Scientific Contribution:

A major outcome of the project is the development of XMODE, a novel LLM-based agent system for explainable, multi-modal data exploration. The results were documented in the paper "Explainable Multi‑Modal Data Exploration in Natural Language via LLM Agent" (see Link below the text).

Follow-up Research and Proposal Development:

Insights and technological components from the project have been directly leveraged in the preparation of a successful Horizon Europe funding proposal: DataGEMS – Data Discovery Platform with Generalized Exploratory, Management, and Search Capabilities (see link below the text). The project focuses on expanding multi-modal data discovery using AI across domains such as education, linguistics, and meteorology.

Description

As data consolidates into relational databases, the need for text-to-SQL systems grows, democratizing access to information by allowing natural language queries. The potential for improvements brought by Large Language Models (LLMs) in text-to-SQL systems is mostly assessed on monolingual English datasets. However, their performance and robustness with respect to other languages remain vastly unexplored.

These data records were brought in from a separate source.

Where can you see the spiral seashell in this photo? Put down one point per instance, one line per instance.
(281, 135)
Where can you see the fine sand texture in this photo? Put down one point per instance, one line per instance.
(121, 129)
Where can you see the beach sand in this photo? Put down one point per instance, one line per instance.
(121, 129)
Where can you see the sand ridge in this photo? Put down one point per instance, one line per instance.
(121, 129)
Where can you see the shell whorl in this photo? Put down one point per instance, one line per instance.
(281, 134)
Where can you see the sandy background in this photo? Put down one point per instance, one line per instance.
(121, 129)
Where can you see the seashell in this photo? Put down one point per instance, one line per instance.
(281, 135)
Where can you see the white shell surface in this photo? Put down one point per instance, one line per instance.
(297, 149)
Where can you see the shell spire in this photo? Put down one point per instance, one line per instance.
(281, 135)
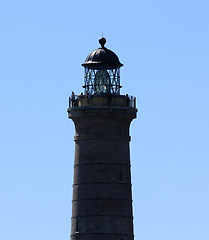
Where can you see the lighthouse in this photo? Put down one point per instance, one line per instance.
(102, 195)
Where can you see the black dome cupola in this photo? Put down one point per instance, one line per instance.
(102, 71)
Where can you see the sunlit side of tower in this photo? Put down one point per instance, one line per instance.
(102, 198)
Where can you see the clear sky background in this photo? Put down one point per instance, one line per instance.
(164, 46)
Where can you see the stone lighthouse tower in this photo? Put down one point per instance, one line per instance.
(102, 198)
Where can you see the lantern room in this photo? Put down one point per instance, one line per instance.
(102, 71)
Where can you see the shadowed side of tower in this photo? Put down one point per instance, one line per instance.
(102, 198)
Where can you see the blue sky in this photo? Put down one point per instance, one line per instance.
(164, 48)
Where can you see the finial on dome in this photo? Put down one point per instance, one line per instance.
(102, 41)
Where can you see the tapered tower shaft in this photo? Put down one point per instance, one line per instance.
(102, 197)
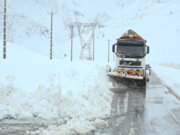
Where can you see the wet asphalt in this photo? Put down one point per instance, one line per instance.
(153, 110)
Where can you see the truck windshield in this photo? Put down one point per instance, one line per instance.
(131, 51)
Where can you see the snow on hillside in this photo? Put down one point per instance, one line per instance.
(33, 86)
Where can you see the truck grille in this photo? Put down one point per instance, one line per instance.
(130, 63)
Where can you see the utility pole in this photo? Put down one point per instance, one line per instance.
(71, 26)
(4, 32)
(93, 34)
(51, 35)
(108, 51)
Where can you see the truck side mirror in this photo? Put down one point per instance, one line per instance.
(148, 50)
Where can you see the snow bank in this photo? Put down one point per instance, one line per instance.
(169, 74)
(33, 86)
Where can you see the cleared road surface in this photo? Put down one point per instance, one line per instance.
(154, 111)
(135, 111)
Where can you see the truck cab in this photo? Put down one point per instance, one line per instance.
(130, 51)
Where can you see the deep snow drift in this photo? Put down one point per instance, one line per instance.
(34, 86)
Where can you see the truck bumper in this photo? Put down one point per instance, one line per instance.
(115, 74)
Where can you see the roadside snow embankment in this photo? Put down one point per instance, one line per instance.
(169, 74)
(33, 86)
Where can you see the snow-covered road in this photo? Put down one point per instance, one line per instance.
(136, 112)
(133, 112)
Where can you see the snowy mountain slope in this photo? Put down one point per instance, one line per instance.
(33, 86)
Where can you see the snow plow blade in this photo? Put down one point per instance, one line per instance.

In this project, we would like to concentrate on a multi-lingual and cross-lingual benchmark for evaluating text-to-SQL systems based on real-world applications. This dataset will comprise natural language/SQL-pairs over big databases with varying levels of complexity for English, German, French, and Italian. We will assess robustness of current state-of-the-art text-to-SQL models, particularly in handling diverse languages such as German, French, and Italian. We aim to address the challenges of achieving fairness in multiple languages, initiating discussions to develop more reliable text-to-SQL systems tailored for multi-lingual environments.